The same is true for trade: it has to be regulated by the government. After NAFTA and GATT, there were actually corporations that wanted to stay in America – New Balance did – but they also said that it was impossible for them to stay in America when all of their competitors were moving to China. It would make it so they could not be competitive. Before NAFTA and GATT, there was trade regulation by the government which kept companies in America, so they had to work within that framework.

If such regulations were implemented, products would cost more, but wages would also go up. CEOs would get paid whatever the companies that hire them could afford to pay them (which is the same thing that is happening now).

A corporation cannot be expected to be moral, because any corporation who tried to be moral would be unseated by one who is less moral. Even if there is no one to unseat them because they are a monopoly, the entire structure of modern economics is driven by a profit motive, so there is just nowhere to inject morality there. Furthermore, these are massive companies, and there is no individual who can be expected to behave morally. People point to the CEOs, but they are still employees of the company, and hired by the company because it is believed they are the best possible person to do the job. Corporate morality is an unrealistic expectation.

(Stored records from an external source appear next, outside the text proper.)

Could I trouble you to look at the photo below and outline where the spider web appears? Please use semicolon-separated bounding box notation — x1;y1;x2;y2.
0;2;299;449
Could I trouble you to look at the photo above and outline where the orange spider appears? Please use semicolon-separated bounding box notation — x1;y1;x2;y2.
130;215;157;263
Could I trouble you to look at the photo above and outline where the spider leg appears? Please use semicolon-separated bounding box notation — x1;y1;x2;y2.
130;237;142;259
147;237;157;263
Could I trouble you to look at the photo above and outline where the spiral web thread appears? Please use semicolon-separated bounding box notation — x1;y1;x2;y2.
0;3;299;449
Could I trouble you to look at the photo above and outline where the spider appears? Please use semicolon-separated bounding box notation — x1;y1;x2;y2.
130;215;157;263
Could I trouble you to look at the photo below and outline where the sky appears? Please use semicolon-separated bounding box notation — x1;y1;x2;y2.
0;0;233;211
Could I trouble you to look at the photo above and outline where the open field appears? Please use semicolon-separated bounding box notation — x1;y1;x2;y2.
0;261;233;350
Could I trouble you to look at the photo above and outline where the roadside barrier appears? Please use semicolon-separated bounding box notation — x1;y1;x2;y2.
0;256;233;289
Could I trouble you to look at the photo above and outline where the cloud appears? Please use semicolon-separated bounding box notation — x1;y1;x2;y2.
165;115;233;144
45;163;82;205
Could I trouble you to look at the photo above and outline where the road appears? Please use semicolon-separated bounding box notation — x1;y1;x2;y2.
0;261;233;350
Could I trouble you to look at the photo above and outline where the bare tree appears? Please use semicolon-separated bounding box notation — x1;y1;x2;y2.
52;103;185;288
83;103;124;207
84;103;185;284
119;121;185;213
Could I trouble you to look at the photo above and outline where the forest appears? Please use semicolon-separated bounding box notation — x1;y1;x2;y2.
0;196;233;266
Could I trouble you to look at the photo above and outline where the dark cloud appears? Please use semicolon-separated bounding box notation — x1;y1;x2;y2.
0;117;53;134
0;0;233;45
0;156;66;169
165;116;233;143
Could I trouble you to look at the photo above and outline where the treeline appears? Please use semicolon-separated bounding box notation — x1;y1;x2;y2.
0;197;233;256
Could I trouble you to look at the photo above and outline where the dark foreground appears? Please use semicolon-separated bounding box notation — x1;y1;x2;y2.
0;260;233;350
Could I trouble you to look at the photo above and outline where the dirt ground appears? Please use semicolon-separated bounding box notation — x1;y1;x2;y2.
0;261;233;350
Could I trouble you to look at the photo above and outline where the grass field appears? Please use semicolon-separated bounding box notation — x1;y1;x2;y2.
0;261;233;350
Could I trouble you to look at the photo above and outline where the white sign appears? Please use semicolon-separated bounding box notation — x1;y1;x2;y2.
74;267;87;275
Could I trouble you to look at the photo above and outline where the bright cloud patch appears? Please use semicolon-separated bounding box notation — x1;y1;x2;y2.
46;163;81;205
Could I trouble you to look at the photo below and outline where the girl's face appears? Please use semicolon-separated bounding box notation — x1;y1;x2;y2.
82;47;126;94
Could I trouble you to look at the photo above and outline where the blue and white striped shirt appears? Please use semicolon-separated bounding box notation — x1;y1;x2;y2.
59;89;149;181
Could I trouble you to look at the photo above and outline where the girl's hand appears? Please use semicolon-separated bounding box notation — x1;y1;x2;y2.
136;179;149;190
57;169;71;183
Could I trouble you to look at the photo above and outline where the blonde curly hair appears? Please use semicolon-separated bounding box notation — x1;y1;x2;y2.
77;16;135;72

The core of the problem is with the lobbying groups themselves, which manipulate the government into doing the bidding of these corporations. The group that published this paper is a lobbying group.

There should be a checks and balances system between the government and corporations, but when you allow corporations to lobby the government to change regulations, you eliminate that checks and balances system.

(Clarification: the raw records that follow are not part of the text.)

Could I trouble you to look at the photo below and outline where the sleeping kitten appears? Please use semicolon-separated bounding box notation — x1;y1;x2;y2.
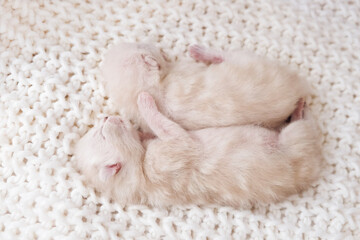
76;92;322;207
102;43;308;133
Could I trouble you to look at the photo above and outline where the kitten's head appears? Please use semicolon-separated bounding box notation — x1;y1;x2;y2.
75;116;144;195
101;43;170;127
101;43;169;92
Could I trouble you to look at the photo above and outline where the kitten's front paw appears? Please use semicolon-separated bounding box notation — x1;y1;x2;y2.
189;44;224;64
137;92;156;110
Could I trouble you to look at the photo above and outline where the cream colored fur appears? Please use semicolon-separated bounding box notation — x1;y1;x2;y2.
102;43;308;133
76;93;322;207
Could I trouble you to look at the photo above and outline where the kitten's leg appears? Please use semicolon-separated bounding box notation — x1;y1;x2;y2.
290;98;306;122
138;92;188;140
189;45;224;64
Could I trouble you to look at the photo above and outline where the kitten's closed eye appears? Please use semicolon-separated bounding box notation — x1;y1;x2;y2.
99;162;122;182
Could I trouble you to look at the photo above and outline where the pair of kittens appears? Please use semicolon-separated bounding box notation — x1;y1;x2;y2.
75;43;322;207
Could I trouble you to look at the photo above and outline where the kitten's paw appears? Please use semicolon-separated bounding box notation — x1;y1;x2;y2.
189;44;224;63
137;92;156;110
141;54;160;70
290;98;306;122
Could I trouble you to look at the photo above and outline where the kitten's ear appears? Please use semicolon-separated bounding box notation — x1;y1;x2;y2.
99;162;122;182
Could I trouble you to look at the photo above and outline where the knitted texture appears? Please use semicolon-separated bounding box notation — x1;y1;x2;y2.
0;0;360;239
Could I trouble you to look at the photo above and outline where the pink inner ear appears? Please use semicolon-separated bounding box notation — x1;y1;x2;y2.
106;163;121;175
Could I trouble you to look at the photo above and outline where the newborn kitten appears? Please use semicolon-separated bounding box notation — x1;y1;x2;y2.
102;43;308;130
76;93;322;207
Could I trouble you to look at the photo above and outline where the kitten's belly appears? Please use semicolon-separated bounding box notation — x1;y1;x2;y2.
162;64;304;130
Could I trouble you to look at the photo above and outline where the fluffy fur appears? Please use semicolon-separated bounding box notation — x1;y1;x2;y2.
101;43;308;133
76;93;322;207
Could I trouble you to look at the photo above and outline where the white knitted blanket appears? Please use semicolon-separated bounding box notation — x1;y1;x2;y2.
0;0;360;239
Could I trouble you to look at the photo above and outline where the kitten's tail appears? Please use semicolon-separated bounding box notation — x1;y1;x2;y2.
279;111;323;191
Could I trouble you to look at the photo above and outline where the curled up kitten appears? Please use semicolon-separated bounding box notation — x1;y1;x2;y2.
101;43;308;133
76;92;322;207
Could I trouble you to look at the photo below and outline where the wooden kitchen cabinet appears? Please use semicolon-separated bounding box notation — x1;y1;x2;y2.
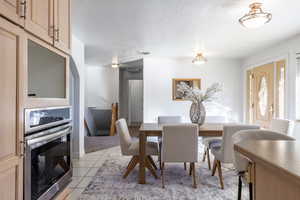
20;34;70;108
0;18;24;200
54;0;71;53
0;0;25;26
25;0;71;53
25;0;54;44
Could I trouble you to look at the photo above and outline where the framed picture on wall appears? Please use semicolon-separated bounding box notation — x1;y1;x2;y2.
173;78;201;101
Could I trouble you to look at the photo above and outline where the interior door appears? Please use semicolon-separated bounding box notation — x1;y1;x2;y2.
252;63;274;127
0;18;24;200
0;0;24;26
54;0;71;53
25;0;54;44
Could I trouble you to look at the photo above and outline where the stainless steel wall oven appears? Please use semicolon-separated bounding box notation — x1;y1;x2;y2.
24;107;72;200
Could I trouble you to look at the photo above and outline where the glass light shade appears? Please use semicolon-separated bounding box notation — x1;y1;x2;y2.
239;3;272;29
111;63;119;68
192;53;207;65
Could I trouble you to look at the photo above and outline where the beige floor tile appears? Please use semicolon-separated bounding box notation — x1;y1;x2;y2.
93;160;105;167
77;177;93;188
73;160;97;167
65;188;84;200
68;176;82;188
73;167;90;176
85;167;99;176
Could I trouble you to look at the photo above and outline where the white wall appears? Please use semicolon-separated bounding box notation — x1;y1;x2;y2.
242;35;300;139
72;35;85;158
85;66;119;109
144;57;242;122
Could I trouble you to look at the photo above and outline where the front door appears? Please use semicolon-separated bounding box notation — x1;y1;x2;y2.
247;63;274;127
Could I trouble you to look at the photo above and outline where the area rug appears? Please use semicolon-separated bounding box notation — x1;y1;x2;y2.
80;145;248;200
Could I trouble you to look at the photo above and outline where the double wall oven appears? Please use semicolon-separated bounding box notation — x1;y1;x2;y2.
24;107;72;200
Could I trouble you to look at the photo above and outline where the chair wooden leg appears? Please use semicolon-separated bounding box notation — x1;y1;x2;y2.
217;160;224;190
123;156;139;178
191;163;197;188
238;175;242;200
147;156;157;170
161;162;165;188
202;147;206;162
126;156;134;169
249;183;253;200
206;148;211;170
211;159;217;176
158;143;162;170
145;157;158;179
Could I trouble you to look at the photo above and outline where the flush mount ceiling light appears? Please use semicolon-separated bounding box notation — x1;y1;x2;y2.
192;53;207;65
111;63;119;68
239;3;272;29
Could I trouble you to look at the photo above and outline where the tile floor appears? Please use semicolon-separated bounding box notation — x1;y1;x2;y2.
66;151;104;200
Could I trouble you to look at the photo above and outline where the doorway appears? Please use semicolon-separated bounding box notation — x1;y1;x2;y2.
119;59;144;127
128;80;144;126
247;60;286;127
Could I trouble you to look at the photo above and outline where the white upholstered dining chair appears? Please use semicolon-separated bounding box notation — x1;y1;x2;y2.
116;119;158;178
269;119;294;135
155;115;186;169
202;116;227;170
211;125;260;189
232;130;295;200
161;124;199;188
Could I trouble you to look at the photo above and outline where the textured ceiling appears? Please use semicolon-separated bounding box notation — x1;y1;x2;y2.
72;0;300;65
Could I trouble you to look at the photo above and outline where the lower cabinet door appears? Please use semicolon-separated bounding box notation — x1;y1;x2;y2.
0;15;24;200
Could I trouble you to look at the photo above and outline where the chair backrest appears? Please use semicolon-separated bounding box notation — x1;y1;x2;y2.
205;115;227;123
232;130;295;172
157;116;182;124
221;125;260;163
270;119;292;135
161;124;199;162
116;119;131;155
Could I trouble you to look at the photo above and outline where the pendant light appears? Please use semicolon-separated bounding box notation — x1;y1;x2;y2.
192;53;207;65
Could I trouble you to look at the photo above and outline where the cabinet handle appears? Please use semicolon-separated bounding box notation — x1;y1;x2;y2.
49;25;54;38
20;141;26;158
20;1;27;19
54;28;59;42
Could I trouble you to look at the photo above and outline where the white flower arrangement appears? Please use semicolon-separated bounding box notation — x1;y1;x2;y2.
177;82;222;103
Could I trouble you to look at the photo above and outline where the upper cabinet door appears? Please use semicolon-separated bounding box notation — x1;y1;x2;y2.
54;0;71;53
25;0;54;44
0;0;25;26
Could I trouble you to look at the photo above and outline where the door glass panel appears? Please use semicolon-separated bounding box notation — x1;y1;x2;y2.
258;76;268;116
278;67;285;119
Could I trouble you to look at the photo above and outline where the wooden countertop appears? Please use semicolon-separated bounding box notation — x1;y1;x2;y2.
140;123;225;137
234;140;300;184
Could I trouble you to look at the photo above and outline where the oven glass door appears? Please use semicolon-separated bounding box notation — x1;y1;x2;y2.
30;134;71;200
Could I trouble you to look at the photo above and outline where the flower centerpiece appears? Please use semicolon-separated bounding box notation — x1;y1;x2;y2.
177;82;222;125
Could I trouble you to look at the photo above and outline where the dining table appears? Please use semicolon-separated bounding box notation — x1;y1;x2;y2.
138;123;224;184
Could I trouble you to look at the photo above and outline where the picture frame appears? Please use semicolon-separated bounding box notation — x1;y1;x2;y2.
172;78;201;101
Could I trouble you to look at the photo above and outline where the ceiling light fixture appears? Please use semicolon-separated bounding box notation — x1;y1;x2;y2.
111;63;119;68
239;3;272;29
192;53;207;65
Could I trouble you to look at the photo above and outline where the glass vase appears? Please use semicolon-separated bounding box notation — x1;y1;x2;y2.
190;102;206;126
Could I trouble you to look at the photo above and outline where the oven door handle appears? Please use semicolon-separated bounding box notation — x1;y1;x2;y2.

This is one of the many reasons that democracy was such a horrible mistake. The people have no one to complain to. A traditional power structure had a figure who could be held responsible for what happened in society, who the people could appeal to directly and state their demands. In democracy, you vote for people who are not obligated to do what they tell you they’re going to do, and then when they betray you, you vote for different people who also have zero obligations. This system utterly isolates the people from having any influence at all on the institutions of power.

Conclusion

None of this is likely to get fixed any time soon, because we are living in the absolute most corrupt system that has ever existed in all of human history.

I’m just explaining what the deal is.

You should expect this language to intensify, and you should expect the continued aggressive pandering to the social values of the far-left, as that is the target that needs to be isolated and silenced, as they are the ones using the most extreme anti-corporate rhetoric.

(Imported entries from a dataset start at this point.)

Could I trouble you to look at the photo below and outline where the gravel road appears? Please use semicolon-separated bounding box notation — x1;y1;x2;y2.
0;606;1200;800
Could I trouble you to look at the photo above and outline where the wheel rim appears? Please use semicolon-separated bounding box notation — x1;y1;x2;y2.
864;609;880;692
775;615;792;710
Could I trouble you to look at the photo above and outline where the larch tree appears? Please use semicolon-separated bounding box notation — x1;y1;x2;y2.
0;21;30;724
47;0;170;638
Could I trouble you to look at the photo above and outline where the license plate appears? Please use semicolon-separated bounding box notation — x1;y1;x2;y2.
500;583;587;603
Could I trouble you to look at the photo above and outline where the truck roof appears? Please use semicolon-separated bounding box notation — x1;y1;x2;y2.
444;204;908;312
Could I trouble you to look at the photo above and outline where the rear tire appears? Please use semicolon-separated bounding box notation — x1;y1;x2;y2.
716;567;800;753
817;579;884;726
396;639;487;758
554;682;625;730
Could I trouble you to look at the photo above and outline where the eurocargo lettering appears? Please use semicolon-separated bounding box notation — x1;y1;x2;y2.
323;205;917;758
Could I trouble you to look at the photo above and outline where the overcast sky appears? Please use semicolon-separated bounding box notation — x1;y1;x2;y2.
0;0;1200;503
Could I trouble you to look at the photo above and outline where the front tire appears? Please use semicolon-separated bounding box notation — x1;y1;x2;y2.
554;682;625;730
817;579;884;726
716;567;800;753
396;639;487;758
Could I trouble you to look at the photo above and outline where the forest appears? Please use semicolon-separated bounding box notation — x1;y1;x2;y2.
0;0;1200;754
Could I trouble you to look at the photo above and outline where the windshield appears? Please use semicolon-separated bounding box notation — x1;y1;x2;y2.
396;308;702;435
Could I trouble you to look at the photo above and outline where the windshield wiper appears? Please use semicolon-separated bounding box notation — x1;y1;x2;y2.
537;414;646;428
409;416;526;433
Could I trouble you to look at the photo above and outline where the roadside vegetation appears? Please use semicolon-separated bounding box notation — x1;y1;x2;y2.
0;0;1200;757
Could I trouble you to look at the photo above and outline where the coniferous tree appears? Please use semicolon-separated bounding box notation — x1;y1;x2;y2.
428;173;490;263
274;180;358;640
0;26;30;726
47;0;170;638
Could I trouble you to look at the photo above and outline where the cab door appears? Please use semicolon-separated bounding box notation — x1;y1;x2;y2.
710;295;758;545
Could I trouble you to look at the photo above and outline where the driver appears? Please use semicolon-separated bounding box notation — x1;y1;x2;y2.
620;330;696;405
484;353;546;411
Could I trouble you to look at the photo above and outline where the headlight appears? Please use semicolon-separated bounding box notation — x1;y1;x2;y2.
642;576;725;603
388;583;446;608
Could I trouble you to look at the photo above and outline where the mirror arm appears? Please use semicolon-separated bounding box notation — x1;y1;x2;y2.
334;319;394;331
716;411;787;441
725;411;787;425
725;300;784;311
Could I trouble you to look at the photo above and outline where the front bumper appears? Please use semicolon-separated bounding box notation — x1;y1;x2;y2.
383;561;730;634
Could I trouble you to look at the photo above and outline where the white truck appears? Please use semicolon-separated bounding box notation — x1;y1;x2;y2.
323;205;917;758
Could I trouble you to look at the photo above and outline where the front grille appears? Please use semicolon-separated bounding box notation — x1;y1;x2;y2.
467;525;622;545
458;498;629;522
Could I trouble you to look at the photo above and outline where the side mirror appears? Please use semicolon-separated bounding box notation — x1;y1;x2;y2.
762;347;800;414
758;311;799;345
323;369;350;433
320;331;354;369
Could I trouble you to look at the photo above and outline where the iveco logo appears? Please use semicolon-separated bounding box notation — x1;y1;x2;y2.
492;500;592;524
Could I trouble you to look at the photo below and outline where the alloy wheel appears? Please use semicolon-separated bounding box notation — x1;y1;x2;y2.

They are probably going to do something silly with the way CEOs are paid – some trick where they change the way that these massive sums of money are transferred to them.

Amazon might make some changes, just because their behavior has become so cartoonishly egregious, but they won’t be major changes. They will continue to push off the cost of paying their employees to the government.

I will say again what I have said many a time: nothing is going to change in this country until we change the fundamental way we look at human existence.